What is the component form of vector v given a magnitude of 9 and an angle of theta= 90 degrees with positive x axis.

sorry I'm writing this on my phone and I don't have the symbols for vector, theta, or degree.

(0,9)

No problem! I can still help you with your question. To find the component form of a vector, we need to determine its x-component and y-component.

In this case, let's consider the vector v with a magnitude of 9 and an angle of 90 degrees with the positive x-axis.

To begin, we can convert the given angle from degrees to radians, as most mathematical functions use radians.
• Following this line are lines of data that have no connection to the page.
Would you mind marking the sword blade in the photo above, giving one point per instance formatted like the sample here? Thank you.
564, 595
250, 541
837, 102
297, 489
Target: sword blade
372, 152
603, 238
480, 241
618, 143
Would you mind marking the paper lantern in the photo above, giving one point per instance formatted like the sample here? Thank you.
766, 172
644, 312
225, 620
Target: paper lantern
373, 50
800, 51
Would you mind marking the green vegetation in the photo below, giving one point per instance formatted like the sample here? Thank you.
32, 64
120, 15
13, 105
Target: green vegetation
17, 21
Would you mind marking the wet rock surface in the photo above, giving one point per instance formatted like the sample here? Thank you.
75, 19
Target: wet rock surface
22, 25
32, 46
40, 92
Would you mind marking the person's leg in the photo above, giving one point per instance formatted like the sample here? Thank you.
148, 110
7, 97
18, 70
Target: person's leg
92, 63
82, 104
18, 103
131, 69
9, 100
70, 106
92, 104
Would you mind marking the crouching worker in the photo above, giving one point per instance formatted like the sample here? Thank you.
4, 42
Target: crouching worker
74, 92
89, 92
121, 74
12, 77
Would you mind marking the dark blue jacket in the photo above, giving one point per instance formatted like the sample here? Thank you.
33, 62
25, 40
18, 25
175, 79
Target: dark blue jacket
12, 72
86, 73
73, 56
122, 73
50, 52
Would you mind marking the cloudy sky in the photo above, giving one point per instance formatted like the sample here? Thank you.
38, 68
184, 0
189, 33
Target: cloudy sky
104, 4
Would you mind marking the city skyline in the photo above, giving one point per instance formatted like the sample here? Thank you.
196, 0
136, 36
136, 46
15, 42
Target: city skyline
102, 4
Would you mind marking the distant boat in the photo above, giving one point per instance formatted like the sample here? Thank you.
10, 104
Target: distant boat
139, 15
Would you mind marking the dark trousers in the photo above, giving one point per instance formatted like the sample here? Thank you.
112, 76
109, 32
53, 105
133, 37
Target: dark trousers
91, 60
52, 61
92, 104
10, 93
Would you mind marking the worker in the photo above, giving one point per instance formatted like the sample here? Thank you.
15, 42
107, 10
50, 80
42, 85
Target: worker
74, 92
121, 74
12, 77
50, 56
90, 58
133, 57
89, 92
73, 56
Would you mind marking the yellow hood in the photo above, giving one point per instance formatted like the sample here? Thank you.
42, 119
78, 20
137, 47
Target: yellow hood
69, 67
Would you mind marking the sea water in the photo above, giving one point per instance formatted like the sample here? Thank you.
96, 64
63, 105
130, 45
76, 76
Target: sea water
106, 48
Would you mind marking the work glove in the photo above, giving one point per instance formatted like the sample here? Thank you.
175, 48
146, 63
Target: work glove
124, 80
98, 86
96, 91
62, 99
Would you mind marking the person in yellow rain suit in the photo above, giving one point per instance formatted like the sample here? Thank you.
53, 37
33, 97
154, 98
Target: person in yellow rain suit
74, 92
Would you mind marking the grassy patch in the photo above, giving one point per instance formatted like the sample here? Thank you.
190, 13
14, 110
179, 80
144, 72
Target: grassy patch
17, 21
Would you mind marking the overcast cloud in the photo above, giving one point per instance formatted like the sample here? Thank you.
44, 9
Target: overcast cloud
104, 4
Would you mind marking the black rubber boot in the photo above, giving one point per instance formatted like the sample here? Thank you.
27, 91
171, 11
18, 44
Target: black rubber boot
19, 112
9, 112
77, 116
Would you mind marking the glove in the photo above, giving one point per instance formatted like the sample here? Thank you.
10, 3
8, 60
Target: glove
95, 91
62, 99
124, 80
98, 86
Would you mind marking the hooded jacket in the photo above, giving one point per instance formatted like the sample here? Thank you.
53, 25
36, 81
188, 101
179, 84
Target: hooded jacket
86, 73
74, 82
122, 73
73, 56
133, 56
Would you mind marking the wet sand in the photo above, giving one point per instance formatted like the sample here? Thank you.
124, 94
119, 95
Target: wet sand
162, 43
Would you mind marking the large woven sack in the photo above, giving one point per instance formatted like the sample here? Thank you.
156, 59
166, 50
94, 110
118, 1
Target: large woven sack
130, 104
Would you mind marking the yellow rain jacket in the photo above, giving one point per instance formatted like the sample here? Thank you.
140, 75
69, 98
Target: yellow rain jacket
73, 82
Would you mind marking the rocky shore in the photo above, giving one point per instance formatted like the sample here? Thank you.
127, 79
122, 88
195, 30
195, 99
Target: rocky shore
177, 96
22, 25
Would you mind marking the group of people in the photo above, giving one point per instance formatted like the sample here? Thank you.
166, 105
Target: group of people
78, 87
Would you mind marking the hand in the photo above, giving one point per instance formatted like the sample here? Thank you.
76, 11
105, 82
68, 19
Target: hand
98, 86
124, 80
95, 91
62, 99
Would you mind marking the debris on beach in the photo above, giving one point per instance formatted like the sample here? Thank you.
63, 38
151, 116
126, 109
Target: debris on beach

Since 1 radian is equal to 180 degrees divided by π (pi), we can convert 90 degrees to radians using the formula:

angle in radians = (angle in degrees) * (π / 180).

By substituting the given angle of 90 degrees, we have:

angle in radians = 90 * (π / 180) = π / 2.

Now, we can use trigonometric functions (specifically cosine and sine) to find the x and y components respectively.

The x-component (v_x) can be found using the formula:

v_x = magnitude * cos(angle in radians).

Substituting the values we have:

v_x = 9 * cos(π / 2).

Since cos(π / 2) is equal to 0, we get:

v_x = 9 * 0 = 0.

Therefore, the x-component of vector v is 0.

Next, we can find the y-component (v_y) using the formula:

v_y = magnitude * sin(angle in radians).

Substituting the values we have:

v_y = 9 * sin(π / 2).

Since sin(π / 2) is equal to 1, we get:

v_y = 9 * 1 = 9.

Hence, the y-component of vector v is 9.

Therefore, the component form of vector v is (0, 9).